As indicated in Fig. 8b, c, Cu2+ adsorption onto the AL/TOCN/DC (10/10/80) composite hydrogel is better described by the Freundlich model (R2 = 0.998) than the Langmuir model (R2 = 0.918), which supports the multilayered adsorption mechanism of composite hydrogels. The Langmuir and Freundlich isothermal adsorption parameters of the composite hydrogels for Cu2+ removal was shown in Table 3.

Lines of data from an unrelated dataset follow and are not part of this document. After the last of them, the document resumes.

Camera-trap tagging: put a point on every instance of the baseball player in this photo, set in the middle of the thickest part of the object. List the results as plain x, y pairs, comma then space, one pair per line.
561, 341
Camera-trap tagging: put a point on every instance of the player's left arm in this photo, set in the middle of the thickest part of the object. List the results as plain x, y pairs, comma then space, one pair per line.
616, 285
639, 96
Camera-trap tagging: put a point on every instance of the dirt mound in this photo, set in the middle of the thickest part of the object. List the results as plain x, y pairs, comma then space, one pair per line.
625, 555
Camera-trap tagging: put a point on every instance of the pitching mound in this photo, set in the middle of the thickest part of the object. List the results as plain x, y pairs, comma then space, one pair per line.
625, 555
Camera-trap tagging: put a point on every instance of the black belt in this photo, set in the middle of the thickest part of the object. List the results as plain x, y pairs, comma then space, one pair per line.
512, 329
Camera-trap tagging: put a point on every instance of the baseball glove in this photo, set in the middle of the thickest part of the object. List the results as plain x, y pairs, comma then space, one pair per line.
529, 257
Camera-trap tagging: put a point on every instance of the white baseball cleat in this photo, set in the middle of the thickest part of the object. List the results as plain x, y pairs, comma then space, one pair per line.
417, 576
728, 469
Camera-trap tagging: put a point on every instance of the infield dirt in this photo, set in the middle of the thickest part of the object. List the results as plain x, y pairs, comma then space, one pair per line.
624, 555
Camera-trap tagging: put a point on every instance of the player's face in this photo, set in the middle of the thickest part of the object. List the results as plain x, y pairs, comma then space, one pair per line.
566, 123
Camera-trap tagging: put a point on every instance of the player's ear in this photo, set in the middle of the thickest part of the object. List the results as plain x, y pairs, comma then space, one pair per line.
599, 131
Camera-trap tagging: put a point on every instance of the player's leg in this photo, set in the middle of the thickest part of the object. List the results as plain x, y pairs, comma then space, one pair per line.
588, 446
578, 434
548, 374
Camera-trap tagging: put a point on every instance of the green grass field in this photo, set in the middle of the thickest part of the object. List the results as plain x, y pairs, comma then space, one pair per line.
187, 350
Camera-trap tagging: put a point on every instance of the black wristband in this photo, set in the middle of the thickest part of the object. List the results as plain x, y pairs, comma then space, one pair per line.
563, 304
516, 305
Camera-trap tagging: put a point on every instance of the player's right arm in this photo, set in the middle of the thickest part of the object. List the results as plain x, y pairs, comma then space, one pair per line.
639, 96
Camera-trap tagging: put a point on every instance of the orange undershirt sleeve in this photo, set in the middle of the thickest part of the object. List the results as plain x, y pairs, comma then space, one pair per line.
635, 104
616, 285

Table 3 Langmuir and Freundlich isothermal adsorption parameters of the composite hydrogels for Cu2+ removal
Full size table

The Cu2+-adsorbed composite hydrogel is investigated using EDX analysis and SEM testing, as shown in Fig. 8d, e, respectively. After adsorption of Cu2+ ions, the copper element appears in the EDX spectrum of the composite, suggesting that Cu2+ ions are adsorbed successfully onto the composite hydrogel. That is, the composite hydrogels could be applied to heavy metal ion removal as a biosorbent.

Conclusion

A highly efficient hydrogel-based biosorbent with a porous structure was prepared for removing Cu2+ from wastewater. The composite hydrogels were fabricated by blending TOCN, AL, and cellulose solution in 7 wt% NaOH/12 wt% urea aqueous solution, which were based on the interpenetrating network of regenerated cellulose (as a matrix), TOCN (as a reinforcing agent) and lignin nanoparticles (as a filler). In this process, phenolic and carbonyl groups from lignin and TOCN are introduced into the hydrogel-based adsorbent, thereby improving the adsorption capacity of the resultant hydrogel. The porous structure of the hydrogel is also responsible for its excellent adsorption properties. The AL/TOCN/DC (10/10/80) composite hydrogel exhibits much higher adsorption capacity for Cu2+ (541 mg/g) than other composite hydrogels. The pseudo-second-order model is able to describe the adsorption kinetics of composite hydrogels accurately. The isotherm adsorption equilibrium data fit well to the Freundlich model. In addition, the composite hydrogel exhibits good mechanical property due to the presence of TOCN and lignin in the gel network. Thanks to the “green” gelation process, this novel biosorbent can be considered to be an eco-friendly and effective alternative for wastewater treatment in future industrial applications.